Basic Chou Pastry
1 cup water
½ cup butter
1 cup sifted all-purpose flour
1/8 tsp salt
4 eggs
Combine water and butter in a heavy saucepan and place over medium heat. Cook until butter is melted and water comes to a boil.
Remove from heat and add the flour and salt all at once.
Stir vigorously with a wooden spoon until mixture is smooth and leaves side of pan, and forms a ball around the spoon. If a ball does not form almost immediately, hold the saucepan over low heat and beat briskly a few seconds. Cool slightly.
Add the eggs, one at a time, and beat until the mixture is smooth and glossy after each addition.
Drop the mixture by rounded tablespoonfuls or spoon pastry into icing bag with a 1-inch plain piping tube attached and pipe into desired shapes on a lightly-greased baking sheet, leaving 2 inches between the puffs to permit spreading.
Bake in a preheated 450 degree oven on shelf above center for 8 minutes. Reduce oven temperature to 350 degrees and bake for 20 to 40 minutes longer, depending on size of puffs, until dry and browned, no bubbles of fat remain on the surface and the sides of the puffs feel rigid. Remove from baking sheet immediately and let cool on racks. Cut a cap off each puff and fill with pastry cream. Replace the cap and dust with confectioners’ sugar.

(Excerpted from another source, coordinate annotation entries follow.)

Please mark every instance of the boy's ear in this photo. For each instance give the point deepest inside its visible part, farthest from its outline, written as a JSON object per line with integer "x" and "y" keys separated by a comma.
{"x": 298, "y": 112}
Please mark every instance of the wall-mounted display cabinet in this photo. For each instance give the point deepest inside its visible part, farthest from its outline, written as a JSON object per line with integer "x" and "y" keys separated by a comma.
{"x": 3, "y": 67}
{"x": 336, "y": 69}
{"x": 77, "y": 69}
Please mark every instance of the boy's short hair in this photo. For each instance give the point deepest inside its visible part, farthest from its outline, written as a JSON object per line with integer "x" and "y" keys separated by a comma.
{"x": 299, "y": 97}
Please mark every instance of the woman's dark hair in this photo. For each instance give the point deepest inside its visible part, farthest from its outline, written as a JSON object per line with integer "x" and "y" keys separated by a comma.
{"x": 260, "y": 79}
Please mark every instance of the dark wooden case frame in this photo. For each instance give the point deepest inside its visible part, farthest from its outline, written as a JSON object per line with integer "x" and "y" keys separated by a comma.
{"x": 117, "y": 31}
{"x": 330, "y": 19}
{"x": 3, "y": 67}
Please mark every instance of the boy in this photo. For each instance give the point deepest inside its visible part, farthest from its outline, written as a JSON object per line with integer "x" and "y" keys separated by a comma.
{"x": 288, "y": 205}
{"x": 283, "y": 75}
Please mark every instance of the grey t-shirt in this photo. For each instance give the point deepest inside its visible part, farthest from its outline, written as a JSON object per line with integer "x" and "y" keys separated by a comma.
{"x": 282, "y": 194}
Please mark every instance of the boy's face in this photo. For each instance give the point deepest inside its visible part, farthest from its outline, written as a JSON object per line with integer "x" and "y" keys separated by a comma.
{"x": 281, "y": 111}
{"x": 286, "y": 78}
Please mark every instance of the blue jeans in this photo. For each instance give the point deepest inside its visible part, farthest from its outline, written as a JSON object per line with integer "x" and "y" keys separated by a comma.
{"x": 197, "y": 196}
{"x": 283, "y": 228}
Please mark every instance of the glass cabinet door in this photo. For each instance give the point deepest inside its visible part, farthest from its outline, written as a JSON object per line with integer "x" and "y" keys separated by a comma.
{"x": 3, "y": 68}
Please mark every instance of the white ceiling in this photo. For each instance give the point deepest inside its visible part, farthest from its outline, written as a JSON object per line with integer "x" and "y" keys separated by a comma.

NOTE: You may use an electric mixer to beat in eggs.
ÉCLAIRS
Using a spoon or large round pastry tube, shape the cream puff mixture on a baking sheet to finger lengths. Bake, cool and slit each puff at the side. Fill with pastry cream and frost with melted chocolate or chocolate glaze.
BEIGNETS SOUFFLÉS
Flavor cream puff mixture with ¼ teaspoon orange extract or 1 tablespoon rum and drop by tablespoons into deep hot fat (370 F). Fry until brown on all sides. Serve hot, sprinkled with confectioners’ sugar.